Though tendentious and self-serving these and other similar arguments undermining attempts at gaining social equality cannot be lightly dismissed. There is little doubt that the ‘naming and shaming’ strategy is a blunt instrument, likely in its wake to seriously damage ‘innocents’ even as it ‘outs’ well entrenched, privileged perpetrators. It is also true that allegations are no proof of misconduct, social or legal. The process, even when it results in the ultimate vindication of the accused, leaves the person scarred. Equally, and this is rarely stressed sufficiently, recourse to ‘naming and shaming’ emanates from the weaknesses of the redressal system. The case against a prominent environmental academic has been dragging on for years, seemingly nowhere close to resolution. The fact that there is little empathy for the alleged ‘victim’ or social support only strengthens suspicion that such delays favour the powerful. Should we then be surprised that so many of those at the receiving end of social unconcern and institutional apathy favour recourse to blunt instrumentalities.
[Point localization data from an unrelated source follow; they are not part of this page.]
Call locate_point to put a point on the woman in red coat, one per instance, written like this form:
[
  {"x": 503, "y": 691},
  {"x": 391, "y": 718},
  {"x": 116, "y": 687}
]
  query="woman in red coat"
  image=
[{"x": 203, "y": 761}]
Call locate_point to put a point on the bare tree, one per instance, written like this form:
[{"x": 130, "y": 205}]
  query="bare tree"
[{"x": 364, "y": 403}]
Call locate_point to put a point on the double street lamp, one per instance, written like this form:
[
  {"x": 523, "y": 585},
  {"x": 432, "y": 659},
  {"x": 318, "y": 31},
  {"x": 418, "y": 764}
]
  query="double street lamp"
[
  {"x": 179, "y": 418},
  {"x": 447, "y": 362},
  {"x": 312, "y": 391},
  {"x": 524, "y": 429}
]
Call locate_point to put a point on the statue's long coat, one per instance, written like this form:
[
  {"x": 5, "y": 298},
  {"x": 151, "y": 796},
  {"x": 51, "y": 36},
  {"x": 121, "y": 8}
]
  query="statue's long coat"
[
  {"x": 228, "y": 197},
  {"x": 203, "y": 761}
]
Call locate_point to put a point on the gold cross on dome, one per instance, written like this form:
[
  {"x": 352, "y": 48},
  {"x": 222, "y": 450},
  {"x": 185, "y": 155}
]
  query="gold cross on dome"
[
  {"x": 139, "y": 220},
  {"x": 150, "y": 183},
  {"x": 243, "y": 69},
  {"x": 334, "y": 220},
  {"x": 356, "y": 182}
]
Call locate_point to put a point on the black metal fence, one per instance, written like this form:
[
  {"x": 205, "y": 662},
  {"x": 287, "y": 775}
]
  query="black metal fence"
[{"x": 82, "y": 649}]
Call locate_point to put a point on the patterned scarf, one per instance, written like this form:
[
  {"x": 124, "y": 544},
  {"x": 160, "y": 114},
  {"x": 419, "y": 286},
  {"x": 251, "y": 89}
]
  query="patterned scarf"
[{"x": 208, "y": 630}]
In all situations when attempts have been made to ‘tweak’ conventional legal procedures to strengthen the prospects for justice for social groups – lightening the burden of proof, reversal of the presumption of innocence – and so on, because of recognition that conventional arrangements are inadequate, a hue and cry is raised about dilution of due process, most often by powerful groups now in the dock. Note the growing demand towards a reworking of these laws, seen as too harsh and unfair. And while this charge cannot be summarily dismissed, we equally need to recognize the fact that in our current system an overwhelming majority of such cases go unreported, are hushed up, do not enter the legal system, and in the rare cases they do, drag on for an inordinately long period and rarely result in conviction. Is this not subversion of justice?

Finally, it is worth considering why in matters of national security there is rarely a similar demand about burden of proof, the rights of the accused, or due process. If at all there is a growing clamour for further strengthening illiberal laws. In that lies a tale.

Going forward as a society we need to recognize the urgency of changing our social attitudes, reforming the social environment and strengthening institutional processes of redressal and justice. If not, fair or otherwise, we will experience more episodes of a Me Too like upsurge.